Dancing in the Dark or Cheek to Cheek–The Art of Progressions
From time to time, we take sharp right or left hand turns from our discussion of major musicals on stage and in film. Please hold on, as we are about to execute an illegal U-turn.
Progressions come in many flavors. First, there is the progression of each composer. They start at a low level, and if they are good, they wind up much higher. For example, in 1919, Cole Porter wrote a very nice but forgettable melody, called “An Old-Fashioned Garden.” It was also the first time that the famous Robert Russell Bennett created an orchestration for a Broadway song (Hitchy-Koo of 1919).
We have heard the music from Porter’s great hit, Kiss Me, Kate; but let’s just take an ordinary song from High Society as our comparable song at the end of Porter’s career. Most people point to “True Love” when they think of the score from High Society. We find the duet between Bing Crosby and Louis Armstrong (“Jazz”) to be irresistible.
But there is a second kind of progression. It is the progression from one composer to another. We have seen how Victor Herbert led to Jerome Kern, who in turn led to Richard Rodgers, George Gershwin and Cole Porter. Irving Berlin was in a class by himself, and others, like Herbert, tried to emulate Berlin’s uncanny ability to change his melodies to fit with the times. With Berlin, compare “Alexander’s Ragtime Band” from 1911 to the infectious “Let Yourself Go” from 1936’s Follow the Fleet. First, let’s look and listen to Alice Faye.
Now, let’s enjoy “Let Yourself Go” from Follow the Fleet; remember that Ginger’s voice is dubbed about 2 minutes into the song.
Don’t go anywhere. Stay where you are; as Al Jolson used to say, “You ain’t heard nothing yet.” The third kind of progression is the support that performers and composers received from those behind the set or the camera. We are talking about orchestrators, arrangers and choreographers. Fred Astaire, for example, was a good dancer on Broadway; he didn’t suddenly learn how to dance when he went to Hollywood. But his collaboration with Hermes Pan at RKO led to some memorable dance routines in the “Fred and Ginger” movies.
Even though we could do a hundred posts on progressions of theatrical art in one form or another, we are going to focus on dancing as the best way to explain, in word, in sound and in picture, how the art form went from “Oh, it’s time for another dance” to “Oh, did you see that!”
A dance routine can be nothing but rhythmic excitement, and we will clap like crazy. An example is Jerome Kern’s “Shorty George.” We may say that this is a Kern song, but the performance is a combined effort by Fred and Rita, orchestrations by Lyle “Spud” Murphy, choreography by Asstaire and a big band sound from Xavier Cugat and his Orchestra.
A dance routine can be a dramatic part of the show or movie, such as the haunting “Dancing in the Dark,” from Schwartz and Dietz, but don’t forget the orchestration by Conrad Salinger, the choreography by Michael Kidd and Fred Astaire and the performances by Fred and Cyd Charisse.
A dance can be staged as a show within a show, such as the “Top Hat” production number in the movie, Top Hat. It is staged in front of an imaginary audience so that the movie audience can enjoy the routine.
If Fred and Hermes were tops in the 1930’s; think about the choreographers and dancers who followed in the 1940’s and 50’s, people like Stanley Donen, Gene Kelly, Jerome Robbins, Agnes DeMille and Bob Fosse.

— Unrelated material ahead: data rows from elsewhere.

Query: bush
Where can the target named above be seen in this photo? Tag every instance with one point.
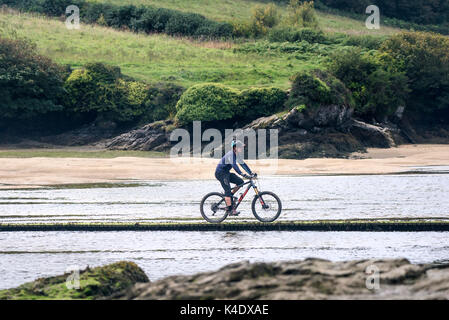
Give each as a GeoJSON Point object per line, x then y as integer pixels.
{"type": "Point", "coordinates": [100, 89]}
{"type": "Point", "coordinates": [420, 11]}
{"type": "Point", "coordinates": [291, 34]}
{"type": "Point", "coordinates": [365, 41]}
{"type": "Point", "coordinates": [377, 88]}
{"type": "Point", "coordinates": [302, 14]}
{"type": "Point", "coordinates": [261, 102]}
{"type": "Point", "coordinates": [264, 18]}
{"type": "Point", "coordinates": [161, 101]}
{"type": "Point", "coordinates": [143, 18]}
{"type": "Point", "coordinates": [30, 84]}
{"type": "Point", "coordinates": [207, 102]}
{"type": "Point", "coordinates": [316, 88]}
{"type": "Point", "coordinates": [184, 24]}
{"type": "Point", "coordinates": [424, 58]}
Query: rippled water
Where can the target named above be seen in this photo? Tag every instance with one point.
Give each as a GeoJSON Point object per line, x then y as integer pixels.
{"type": "Point", "coordinates": [317, 197]}
{"type": "Point", "coordinates": [24, 256]}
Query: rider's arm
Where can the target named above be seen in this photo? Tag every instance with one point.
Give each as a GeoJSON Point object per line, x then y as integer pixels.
{"type": "Point", "coordinates": [246, 168]}
{"type": "Point", "coordinates": [235, 166]}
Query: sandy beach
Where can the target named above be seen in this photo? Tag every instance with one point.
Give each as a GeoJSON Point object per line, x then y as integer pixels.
{"type": "Point", "coordinates": [35, 172]}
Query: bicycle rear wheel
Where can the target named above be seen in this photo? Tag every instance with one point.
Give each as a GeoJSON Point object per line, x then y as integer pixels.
{"type": "Point", "coordinates": [213, 207]}
{"type": "Point", "coordinates": [266, 206]}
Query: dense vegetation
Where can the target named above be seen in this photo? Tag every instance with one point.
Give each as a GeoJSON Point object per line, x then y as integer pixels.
{"type": "Point", "coordinates": [419, 11]}
{"type": "Point", "coordinates": [30, 83]}
{"type": "Point", "coordinates": [212, 102]}
{"type": "Point", "coordinates": [372, 74]}
{"type": "Point", "coordinates": [139, 19]}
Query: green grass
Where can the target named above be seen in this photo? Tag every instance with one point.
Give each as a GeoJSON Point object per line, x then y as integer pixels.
{"type": "Point", "coordinates": [238, 10]}
{"type": "Point", "coordinates": [220, 10]}
{"type": "Point", "coordinates": [55, 153]}
{"type": "Point", "coordinates": [158, 57]}
{"type": "Point", "coordinates": [154, 58]}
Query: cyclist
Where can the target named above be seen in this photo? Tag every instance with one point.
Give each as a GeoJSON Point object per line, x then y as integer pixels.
{"type": "Point", "coordinates": [223, 175]}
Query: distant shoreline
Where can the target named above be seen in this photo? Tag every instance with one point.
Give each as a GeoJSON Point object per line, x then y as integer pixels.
{"type": "Point", "coordinates": [22, 172]}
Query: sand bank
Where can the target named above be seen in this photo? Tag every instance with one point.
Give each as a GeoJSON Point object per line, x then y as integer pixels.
{"type": "Point", "coordinates": [34, 172]}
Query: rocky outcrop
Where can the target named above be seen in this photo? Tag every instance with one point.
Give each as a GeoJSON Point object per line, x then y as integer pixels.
{"type": "Point", "coordinates": [154, 136]}
{"type": "Point", "coordinates": [371, 135]}
{"type": "Point", "coordinates": [338, 117]}
{"type": "Point", "coordinates": [94, 283]}
{"type": "Point", "coordinates": [308, 279]}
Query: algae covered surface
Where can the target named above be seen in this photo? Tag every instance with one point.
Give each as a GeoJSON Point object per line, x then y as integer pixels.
{"type": "Point", "coordinates": [94, 283]}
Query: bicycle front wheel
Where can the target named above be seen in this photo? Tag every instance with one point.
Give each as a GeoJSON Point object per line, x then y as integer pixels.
{"type": "Point", "coordinates": [266, 206]}
{"type": "Point", "coordinates": [213, 207]}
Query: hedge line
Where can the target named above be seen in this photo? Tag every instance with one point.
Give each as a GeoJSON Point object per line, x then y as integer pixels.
{"type": "Point", "coordinates": [419, 15]}
{"type": "Point", "coordinates": [147, 19]}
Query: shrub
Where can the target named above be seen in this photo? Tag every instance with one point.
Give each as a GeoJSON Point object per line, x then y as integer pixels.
{"type": "Point", "coordinates": [142, 18]}
{"type": "Point", "coordinates": [100, 89]}
{"type": "Point", "coordinates": [291, 34]}
{"type": "Point", "coordinates": [30, 84]}
{"type": "Point", "coordinates": [315, 88]}
{"type": "Point", "coordinates": [261, 102]}
{"type": "Point", "coordinates": [364, 41]}
{"type": "Point", "coordinates": [184, 24]}
{"type": "Point", "coordinates": [207, 102]}
{"type": "Point", "coordinates": [424, 57]}
{"type": "Point", "coordinates": [377, 88]}
{"type": "Point", "coordinates": [264, 18]}
{"type": "Point", "coordinates": [302, 14]}
{"type": "Point", "coordinates": [420, 11]}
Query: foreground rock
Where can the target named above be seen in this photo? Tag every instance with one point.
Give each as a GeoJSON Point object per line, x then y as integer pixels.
{"type": "Point", "coordinates": [94, 283]}
{"type": "Point", "coordinates": [308, 279]}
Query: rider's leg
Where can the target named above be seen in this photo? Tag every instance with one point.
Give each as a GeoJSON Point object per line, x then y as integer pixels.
{"type": "Point", "coordinates": [233, 178]}
{"type": "Point", "coordinates": [228, 201]}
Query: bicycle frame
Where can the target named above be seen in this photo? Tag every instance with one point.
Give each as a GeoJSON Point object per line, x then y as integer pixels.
{"type": "Point", "coordinates": [250, 184]}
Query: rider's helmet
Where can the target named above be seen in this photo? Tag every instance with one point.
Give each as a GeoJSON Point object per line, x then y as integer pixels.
{"type": "Point", "coordinates": [237, 143]}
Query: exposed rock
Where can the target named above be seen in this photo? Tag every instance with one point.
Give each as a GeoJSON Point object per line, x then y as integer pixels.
{"type": "Point", "coordinates": [331, 116]}
{"type": "Point", "coordinates": [270, 122]}
{"type": "Point", "coordinates": [94, 283]}
{"type": "Point", "coordinates": [308, 279]}
{"type": "Point", "coordinates": [152, 136]}
{"type": "Point", "coordinates": [294, 145]}
{"type": "Point", "coordinates": [371, 135]}
{"type": "Point", "coordinates": [89, 134]}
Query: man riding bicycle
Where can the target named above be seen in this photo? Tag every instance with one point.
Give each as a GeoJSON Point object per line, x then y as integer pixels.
{"type": "Point", "coordinates": [223, 175]}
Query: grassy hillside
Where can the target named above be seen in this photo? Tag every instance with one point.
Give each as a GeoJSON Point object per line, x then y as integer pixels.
{"type": "Point", "coordinates": [156, 57]}
{"type": "Point", "coordinates": [241, 10]}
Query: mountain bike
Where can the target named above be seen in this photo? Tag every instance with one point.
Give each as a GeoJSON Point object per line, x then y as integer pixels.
{"type": "Point", "coordinates": [266, 206]}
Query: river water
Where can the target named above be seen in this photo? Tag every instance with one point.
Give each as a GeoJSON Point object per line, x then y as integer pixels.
{"type": "Point", "coordinates": [24, 256]}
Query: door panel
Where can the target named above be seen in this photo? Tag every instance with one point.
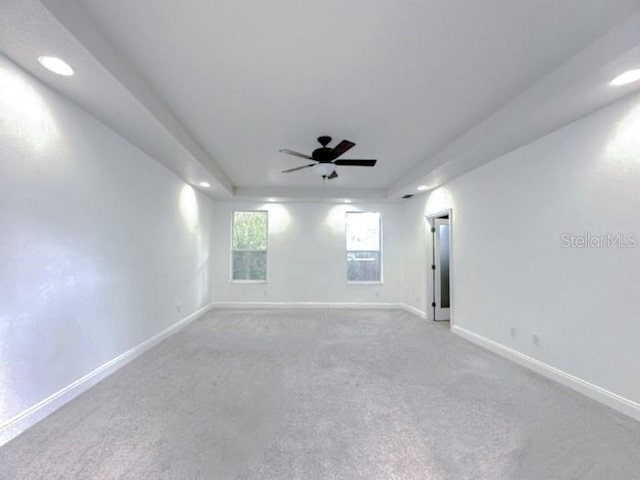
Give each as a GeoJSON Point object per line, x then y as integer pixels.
{"type": "Point", "coordinates": [442, 262]}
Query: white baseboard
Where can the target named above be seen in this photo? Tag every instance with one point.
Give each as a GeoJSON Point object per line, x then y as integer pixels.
{"type": "Point", "coordinates": [39, 411]}
{"type": "Point", "coordinates": [354, 305]}
{"type": "Point", "coordinates": [612, 400]}
{"type": "Point", "coordinates": [351, 305]}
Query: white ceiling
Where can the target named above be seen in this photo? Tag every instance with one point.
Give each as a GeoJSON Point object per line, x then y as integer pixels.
{"type": "Point", "coordinates": [401, 79]}
{"type": "Point", "coordinates": [234, 81]}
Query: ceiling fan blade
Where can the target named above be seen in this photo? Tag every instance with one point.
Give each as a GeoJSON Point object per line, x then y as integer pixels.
{"type": "Point", "coordinates": [356, 163]}
{"type": "Point", "coordinates": [298, 168]}
{"type": "Point", "coordinates": [295, 154]}
{"type": "Point", "coordinates": [341, 148]}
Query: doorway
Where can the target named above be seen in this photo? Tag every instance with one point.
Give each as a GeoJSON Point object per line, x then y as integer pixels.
{"type": "Point", "coordinates": [440, 266]}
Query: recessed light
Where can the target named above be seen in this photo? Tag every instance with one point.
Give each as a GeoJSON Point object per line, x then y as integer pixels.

In the 1930’s, the most memorable movies were the series of RKO movies made by Fred and Ginger. Absent the dancing, there wasn’t too much sexual excitement in these movies. In eight movies, there was one kiss; and quite frankly, that kiss was nothing to write home about. To be blunt, the two dance partners were not close friends. In fact, they didn’t have a lot of respect for each other. Ginger thought that Fred was too big for his britches, a highbrow. She could have been Annie Oakley, singing “Anything You Can Do,” I can do better in high heels and backwards.
Fred thought that Ginger was more interested in her clothes than her dancing, was a prima donna and was a glorified chorus girl.
Yet, their movies were all about Fred wooing Ginger until she said yes to marriage (Hayes code didn’t permit her to say yes to anything but marriage). Thus, if the acting was cool, the dancing had to be red-hot. And it was; it was a rhythmic seduction. It is interesting that she was the personification of temptation in her low-cut gowns with nothing worn underneath. Yet, she started every dance at a distance, and Fred had to manipulate her body, by twists and turns, until we could imagine what they were in fact doing right there on the screen in front of 20-30 stage hands. Their routines consisted of the most sophisticated bodily contact that two people can enjoy outside of the bedroom. The best example of this is seen in the dance routine for “Night and Day,” the Cole Porter standard from the 1934 movie, The Gay Divorcee.